Not only does the disease cause severe health problems, it also has a significant economic effect. The areas most hit by the disease are the rural and agricultural communities that comprise the majority of Africa's population. Unfortunately, peak malaria incidence coincides with the rainy season, a time when agricultural demands are greatest but, due to the disease, the farmers end up not working.
According to a recent study by Harvard University, malaria slows economic growth by 1.3 percent a year. Over the last 30 years, Africa as a whole has lost at least $100b dollars due to malaria.
The greater problem now is that almost all the drugs used in treating malaria are not effective and, at the same time, the mosquito that spreads the infection is also showing increasing resistance to many insecticides. As a result, pressure is growing to resume use of the one insecticide which remains effective – DDT.
"It remains the best alternative to fighting malaria and the earlier it is used the better," says Dr. Seggane Musisi, a senior consultant psychiatrist in Mulago Hospital. "Well, it may have some side effects but this is not an issue given the rate at which malaria is killing people in Africa which cannot be rated to the trivial side effects of DDT pointed out by those against its usage," he adds.

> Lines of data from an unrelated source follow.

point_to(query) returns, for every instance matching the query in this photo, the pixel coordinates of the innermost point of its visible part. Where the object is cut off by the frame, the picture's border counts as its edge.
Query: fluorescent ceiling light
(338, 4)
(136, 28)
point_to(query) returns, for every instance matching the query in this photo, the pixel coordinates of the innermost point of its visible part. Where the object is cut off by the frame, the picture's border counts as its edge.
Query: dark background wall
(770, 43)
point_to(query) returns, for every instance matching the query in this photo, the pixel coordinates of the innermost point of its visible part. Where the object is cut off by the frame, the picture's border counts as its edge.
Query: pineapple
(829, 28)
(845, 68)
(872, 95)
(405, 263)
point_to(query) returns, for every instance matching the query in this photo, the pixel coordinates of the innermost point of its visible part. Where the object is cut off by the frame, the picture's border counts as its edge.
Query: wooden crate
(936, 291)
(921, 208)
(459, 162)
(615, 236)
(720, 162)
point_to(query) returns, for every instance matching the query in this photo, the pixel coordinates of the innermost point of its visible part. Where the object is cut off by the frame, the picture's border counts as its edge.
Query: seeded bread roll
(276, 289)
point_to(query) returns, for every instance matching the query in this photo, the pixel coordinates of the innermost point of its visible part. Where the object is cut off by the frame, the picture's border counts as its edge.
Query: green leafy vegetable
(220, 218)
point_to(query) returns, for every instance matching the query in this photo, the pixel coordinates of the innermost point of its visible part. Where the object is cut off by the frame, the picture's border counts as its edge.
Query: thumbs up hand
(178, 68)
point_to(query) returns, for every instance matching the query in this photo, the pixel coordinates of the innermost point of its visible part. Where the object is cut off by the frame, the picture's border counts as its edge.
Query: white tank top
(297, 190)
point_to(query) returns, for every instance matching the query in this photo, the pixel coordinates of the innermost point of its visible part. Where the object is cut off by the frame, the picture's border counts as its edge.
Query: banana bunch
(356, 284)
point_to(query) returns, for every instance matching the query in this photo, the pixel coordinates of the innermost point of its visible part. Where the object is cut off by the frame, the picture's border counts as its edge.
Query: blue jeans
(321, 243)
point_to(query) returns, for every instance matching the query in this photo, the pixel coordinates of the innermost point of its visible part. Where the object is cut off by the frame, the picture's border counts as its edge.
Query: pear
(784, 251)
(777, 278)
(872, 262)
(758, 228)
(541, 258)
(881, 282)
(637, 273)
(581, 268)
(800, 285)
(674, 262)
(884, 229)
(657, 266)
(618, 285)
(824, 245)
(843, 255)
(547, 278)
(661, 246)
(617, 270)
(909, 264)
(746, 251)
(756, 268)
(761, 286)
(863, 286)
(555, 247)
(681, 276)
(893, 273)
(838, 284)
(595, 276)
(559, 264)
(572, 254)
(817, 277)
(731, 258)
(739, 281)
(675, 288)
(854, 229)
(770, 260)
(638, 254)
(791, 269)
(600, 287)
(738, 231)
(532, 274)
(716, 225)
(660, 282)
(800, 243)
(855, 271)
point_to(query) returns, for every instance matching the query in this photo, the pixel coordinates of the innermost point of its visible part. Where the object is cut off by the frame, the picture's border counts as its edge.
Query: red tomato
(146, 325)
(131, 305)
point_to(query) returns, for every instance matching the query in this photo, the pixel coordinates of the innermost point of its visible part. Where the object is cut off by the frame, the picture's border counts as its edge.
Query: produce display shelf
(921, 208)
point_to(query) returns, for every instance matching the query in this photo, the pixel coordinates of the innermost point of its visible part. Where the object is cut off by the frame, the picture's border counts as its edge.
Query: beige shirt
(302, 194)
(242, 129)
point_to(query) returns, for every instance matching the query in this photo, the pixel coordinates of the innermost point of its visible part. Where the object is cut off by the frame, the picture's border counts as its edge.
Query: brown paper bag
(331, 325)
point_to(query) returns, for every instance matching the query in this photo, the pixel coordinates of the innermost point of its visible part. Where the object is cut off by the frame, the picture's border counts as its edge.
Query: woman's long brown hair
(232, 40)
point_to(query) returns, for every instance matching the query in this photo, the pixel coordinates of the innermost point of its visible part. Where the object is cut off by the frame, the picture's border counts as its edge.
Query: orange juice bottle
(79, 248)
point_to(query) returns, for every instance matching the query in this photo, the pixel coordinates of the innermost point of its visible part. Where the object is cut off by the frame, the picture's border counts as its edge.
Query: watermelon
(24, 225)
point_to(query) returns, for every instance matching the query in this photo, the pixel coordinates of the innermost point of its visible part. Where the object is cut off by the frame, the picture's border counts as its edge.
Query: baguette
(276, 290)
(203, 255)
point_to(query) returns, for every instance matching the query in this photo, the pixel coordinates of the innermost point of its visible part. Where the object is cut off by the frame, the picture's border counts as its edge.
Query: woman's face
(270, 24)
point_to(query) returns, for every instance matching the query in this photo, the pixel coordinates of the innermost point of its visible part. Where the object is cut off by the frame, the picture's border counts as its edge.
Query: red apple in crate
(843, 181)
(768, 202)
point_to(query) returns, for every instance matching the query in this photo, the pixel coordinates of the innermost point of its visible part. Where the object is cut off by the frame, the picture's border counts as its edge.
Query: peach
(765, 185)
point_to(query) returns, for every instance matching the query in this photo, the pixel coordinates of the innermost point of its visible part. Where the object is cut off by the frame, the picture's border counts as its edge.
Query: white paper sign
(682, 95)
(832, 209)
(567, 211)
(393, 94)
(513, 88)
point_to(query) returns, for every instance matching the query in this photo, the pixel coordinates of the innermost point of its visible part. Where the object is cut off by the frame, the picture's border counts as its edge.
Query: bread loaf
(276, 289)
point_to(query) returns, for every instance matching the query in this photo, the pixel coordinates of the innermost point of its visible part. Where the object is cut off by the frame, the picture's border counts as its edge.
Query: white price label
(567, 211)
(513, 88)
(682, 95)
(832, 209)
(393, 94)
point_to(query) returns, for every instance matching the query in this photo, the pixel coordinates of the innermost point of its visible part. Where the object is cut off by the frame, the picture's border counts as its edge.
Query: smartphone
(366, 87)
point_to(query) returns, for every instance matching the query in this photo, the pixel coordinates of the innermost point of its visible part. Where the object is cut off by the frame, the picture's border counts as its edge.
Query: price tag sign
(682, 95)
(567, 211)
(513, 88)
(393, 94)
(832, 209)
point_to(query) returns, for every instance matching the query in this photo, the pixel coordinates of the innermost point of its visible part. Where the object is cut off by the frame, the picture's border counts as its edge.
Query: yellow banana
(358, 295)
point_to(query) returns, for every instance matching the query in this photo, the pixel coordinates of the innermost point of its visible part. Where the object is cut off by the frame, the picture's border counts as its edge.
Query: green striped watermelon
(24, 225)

But here is the rub. A few months ago, EU representatives threatened ministers that if Uganda chose to use DDT for malaria control, exporters would have to procure expensive equipment to ensure that their products do not contain any amount of residual DDT; otherwise they would face sanctions against their agricultural products.

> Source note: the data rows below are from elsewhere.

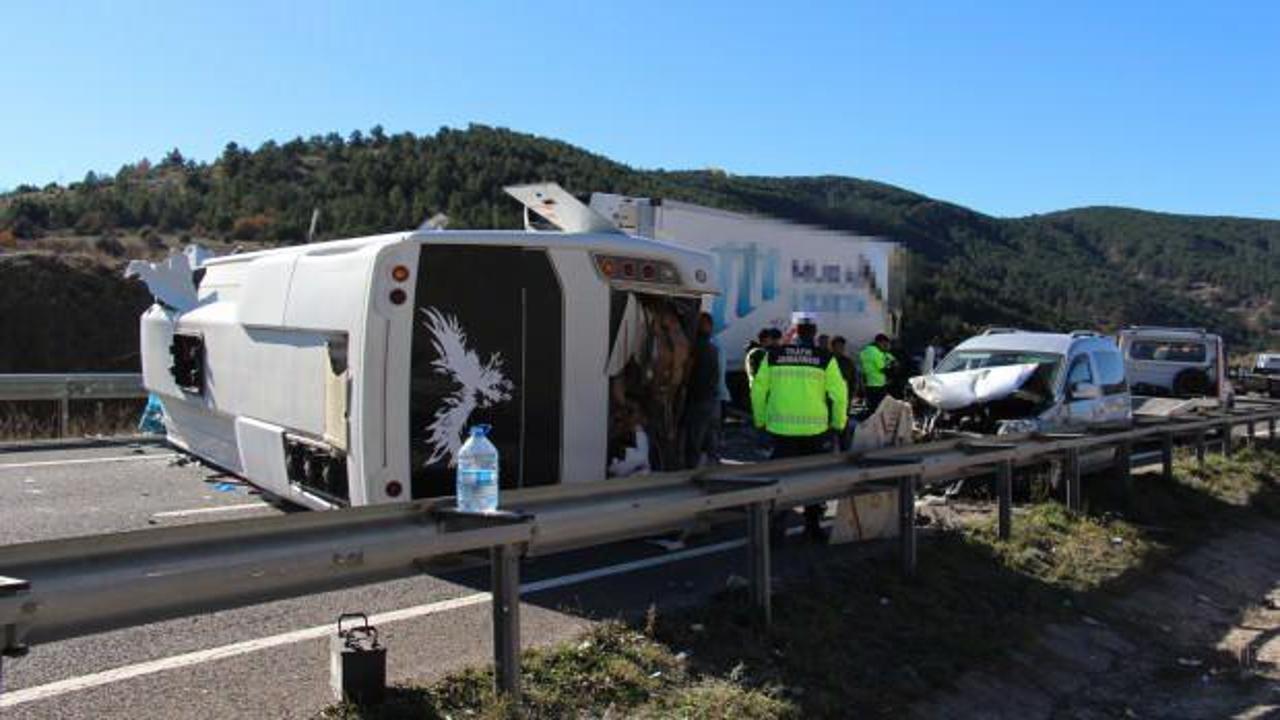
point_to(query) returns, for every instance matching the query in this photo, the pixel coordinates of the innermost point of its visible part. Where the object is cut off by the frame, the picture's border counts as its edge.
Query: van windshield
(976, 359)
(1168, 351)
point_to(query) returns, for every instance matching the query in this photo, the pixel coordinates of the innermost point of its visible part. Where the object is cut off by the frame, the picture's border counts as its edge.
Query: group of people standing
(801, 390)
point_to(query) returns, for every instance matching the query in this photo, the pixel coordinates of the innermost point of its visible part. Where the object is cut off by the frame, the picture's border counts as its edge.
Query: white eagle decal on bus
(479, 384)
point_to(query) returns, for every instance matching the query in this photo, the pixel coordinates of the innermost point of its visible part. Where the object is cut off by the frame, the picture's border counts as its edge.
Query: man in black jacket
(702, 400)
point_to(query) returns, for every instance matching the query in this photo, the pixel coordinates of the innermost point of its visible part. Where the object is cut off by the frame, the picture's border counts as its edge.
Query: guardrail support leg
(1166, 456)
(1005, 491)
(758, 545)
(1072, 468)
(1124, 452)
(64, 417)
(906, 523)
(504, 560)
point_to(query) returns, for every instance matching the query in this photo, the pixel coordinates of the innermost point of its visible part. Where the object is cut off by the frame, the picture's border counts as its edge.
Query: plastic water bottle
(478, 473)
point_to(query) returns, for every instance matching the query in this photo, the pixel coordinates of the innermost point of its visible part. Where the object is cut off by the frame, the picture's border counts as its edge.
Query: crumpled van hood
(963, 388)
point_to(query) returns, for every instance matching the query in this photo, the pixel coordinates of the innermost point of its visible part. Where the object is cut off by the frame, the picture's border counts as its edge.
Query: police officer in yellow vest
(874, 360)
(799, 396)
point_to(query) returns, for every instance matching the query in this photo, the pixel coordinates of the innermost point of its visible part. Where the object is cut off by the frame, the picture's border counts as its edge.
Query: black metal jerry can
(357, 662)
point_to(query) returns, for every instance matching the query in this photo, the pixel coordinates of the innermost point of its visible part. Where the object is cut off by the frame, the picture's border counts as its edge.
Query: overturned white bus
(347, 372)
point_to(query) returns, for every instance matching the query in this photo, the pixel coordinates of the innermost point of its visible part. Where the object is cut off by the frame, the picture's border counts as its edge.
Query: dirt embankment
(67, 313)
(1200, 639)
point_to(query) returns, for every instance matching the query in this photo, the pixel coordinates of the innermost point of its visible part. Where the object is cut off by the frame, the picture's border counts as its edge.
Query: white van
(1009, 381)
(1175, 363)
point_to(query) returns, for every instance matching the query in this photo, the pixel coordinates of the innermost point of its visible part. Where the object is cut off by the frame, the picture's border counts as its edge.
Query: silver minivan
(1008, 381)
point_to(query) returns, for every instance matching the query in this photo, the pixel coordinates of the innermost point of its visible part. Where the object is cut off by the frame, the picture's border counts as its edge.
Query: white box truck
(769, 268)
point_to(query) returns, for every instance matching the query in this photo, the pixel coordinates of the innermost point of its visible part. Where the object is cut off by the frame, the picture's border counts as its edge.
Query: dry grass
(853, 636)
(40, 420)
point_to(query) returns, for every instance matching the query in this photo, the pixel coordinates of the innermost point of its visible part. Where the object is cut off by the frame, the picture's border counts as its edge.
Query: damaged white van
(347, 373)
(1008, 381)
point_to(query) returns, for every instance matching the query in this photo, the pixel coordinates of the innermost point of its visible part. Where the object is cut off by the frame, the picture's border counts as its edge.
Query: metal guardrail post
(759, 560)
(1166, 456)
(1005, 491)
(1124, 454)
(504, 560)
(64, 413)
(1072, 468)
(906, 522)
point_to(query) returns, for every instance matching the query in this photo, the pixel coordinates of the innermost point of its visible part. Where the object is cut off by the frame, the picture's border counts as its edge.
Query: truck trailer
(768, 268)
(347, 373)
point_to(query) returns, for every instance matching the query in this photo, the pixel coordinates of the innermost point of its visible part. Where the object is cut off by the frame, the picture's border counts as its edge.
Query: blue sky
(1010, 108)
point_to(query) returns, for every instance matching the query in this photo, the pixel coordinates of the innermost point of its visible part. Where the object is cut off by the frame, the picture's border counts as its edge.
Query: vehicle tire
(1191, 382)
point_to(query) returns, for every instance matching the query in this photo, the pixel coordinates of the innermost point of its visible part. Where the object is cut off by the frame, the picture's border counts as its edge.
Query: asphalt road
(272, 660)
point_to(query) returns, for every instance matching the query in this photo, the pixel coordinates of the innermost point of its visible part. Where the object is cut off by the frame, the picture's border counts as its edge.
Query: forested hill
(1086, 268)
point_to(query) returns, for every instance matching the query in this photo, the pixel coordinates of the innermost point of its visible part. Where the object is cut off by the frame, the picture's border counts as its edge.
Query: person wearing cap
(757, 351)
(873, 361)
(799, 396)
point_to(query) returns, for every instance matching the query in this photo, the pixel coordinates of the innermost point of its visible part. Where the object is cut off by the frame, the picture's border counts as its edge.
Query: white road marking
(208, 510)
(199, 657)
(86, 461)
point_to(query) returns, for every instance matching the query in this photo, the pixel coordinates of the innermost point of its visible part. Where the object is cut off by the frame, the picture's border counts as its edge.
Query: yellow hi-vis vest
(799, 391)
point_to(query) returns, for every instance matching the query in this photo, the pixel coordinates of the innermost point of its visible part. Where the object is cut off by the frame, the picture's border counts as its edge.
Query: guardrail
(64, 388)
(65, 588)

Yet, according to the minister of health, Jim Muhwezi, "DDT has been proven, over and over again, to be the most effective and least expensive method of fighting malaria." "Europe and America became malaria-free because of using DDT, and now we too intend to get rid of malaria by using it," he added.
If Uganda does use the product, though, it risks losing valuable exports to EU member states, which will drive it further into poverty. Either way, the nation has problems with what amounts to its people dying for Europe.